Über all die Jahre hinweg habe ich Mia Coutos Weg als Schriftsteller verfolgt. Von Anfang an war mir klar, dass er eine eigene Stimme hat. Jede seiner Geschichten kam aus seinem innersten Wesen, auch wenn er über durchschnittliche Menschen schrieb, deren Lebensweise eine völlig andere war als die seine und deren Würde er immer verteidigte.
Mia Couto wurde als Weißer in einem schwarzen Land geboren. Seine Geschichten und seine Erzählweise sind jedoch zutiefst afrikanisch. Immer wieder bin ich Menschen begegnet, die erstaunt waren, wenn ich erwähnte, dass Mia Couto ein Weißer ist. Das hat mich jedesmal irritiert. Was hat es mit der Hautfarbe eines Menschen auf sich, dass sie bestimmen kann, wie jemand schreibt? Weshalb könnte Shakespeare nicht auch ein Schwarzer gewesen sein, oder Ben Okri ein Chinese? Diesbezüglich gibt es leider immer noch eine Menge Vorurteile.

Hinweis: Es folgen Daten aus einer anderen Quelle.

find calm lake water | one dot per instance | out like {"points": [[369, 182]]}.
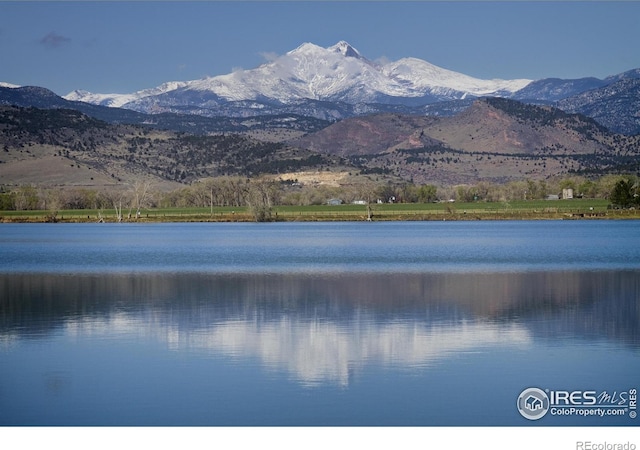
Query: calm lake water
{"points": [[416, 323]]}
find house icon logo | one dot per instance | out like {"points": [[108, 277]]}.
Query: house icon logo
{"points": [[533, 403]]}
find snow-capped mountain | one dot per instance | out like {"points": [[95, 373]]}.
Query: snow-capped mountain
{"points": [[119, 100], [312, 73]]}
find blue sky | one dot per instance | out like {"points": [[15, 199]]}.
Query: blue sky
{"points": [[122, 47]]}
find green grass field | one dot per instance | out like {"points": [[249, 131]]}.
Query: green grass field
{"points": [[520, 210]]}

Ich sage, dass Mia Couto ein afrikanischer Autor ist. Der Grund dafür liegt nicht bloß darin, dass er dort geboren ist und dort lebt. Er liegt in seiner Art zu erzählen. Auch ich verbringe einen Teil meines Lebens in Afrika, aber das macht mich noch lange nicht zu einem afrikanischen Autor.
Was ich jetzt sagen werde, mag ein wenig vereinfacht scheinen. Seis drum. Allerdings bin ich überzeugt, dass darin einige wichtige Wahrheiten stecken. Ich will versuchen, diese im Folgenden zu umreißen.

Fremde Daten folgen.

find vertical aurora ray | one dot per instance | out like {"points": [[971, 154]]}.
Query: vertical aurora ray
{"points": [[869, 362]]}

Die europäische Tradition des realistischen Erzählens ist im Grunde nichts anderes als das lineare Erzählen einer Geschichte. Ob man nun Dostojewski oder Joseph Conrad liest, die Geschichte wird vom Anfang zum Ende hin erzählt. In Afrika, das heißt in der afrikanischen Tradition des Erzählens, scheint mir die Erzählweise nicht einfach linear, sondern sie gründet auf etwas, das ich die »Formel der Träume« nennen will.

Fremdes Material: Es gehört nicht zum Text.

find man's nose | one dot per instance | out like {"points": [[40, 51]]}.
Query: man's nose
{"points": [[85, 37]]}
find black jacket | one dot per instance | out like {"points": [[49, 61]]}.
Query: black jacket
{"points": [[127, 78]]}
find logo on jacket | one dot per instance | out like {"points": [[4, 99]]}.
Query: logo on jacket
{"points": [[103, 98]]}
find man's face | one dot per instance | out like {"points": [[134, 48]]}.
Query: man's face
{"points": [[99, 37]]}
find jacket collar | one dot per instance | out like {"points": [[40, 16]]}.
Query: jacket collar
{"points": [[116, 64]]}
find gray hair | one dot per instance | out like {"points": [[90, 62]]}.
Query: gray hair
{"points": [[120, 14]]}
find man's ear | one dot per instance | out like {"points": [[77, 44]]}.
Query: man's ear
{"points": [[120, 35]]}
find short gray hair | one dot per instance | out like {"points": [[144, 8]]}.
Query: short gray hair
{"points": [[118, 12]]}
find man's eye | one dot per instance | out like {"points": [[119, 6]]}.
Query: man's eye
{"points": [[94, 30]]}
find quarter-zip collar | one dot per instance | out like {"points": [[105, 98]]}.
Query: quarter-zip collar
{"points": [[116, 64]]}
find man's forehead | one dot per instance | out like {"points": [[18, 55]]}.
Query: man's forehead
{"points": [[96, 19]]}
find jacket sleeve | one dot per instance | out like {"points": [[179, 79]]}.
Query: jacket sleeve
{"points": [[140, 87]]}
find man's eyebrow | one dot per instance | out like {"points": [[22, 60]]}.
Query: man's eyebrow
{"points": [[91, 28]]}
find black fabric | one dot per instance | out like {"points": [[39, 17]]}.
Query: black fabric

Wir alle wissen, dass unsere Träume anderen Arten von Logik folgen. Normalerweise nehmen wir dies einfach hin. Die geträumten Geschichten sind verworren, chaotisch, längst Verstorbene kommen darin vor, als ob sie lebendig wären, ich selbst kann älter oder jünger sein, als ich wirklich bin. Die Welt des Traums ist absurd und oft surreal, aber nichtsdestoweniger wahr und voller Komik und Tragik.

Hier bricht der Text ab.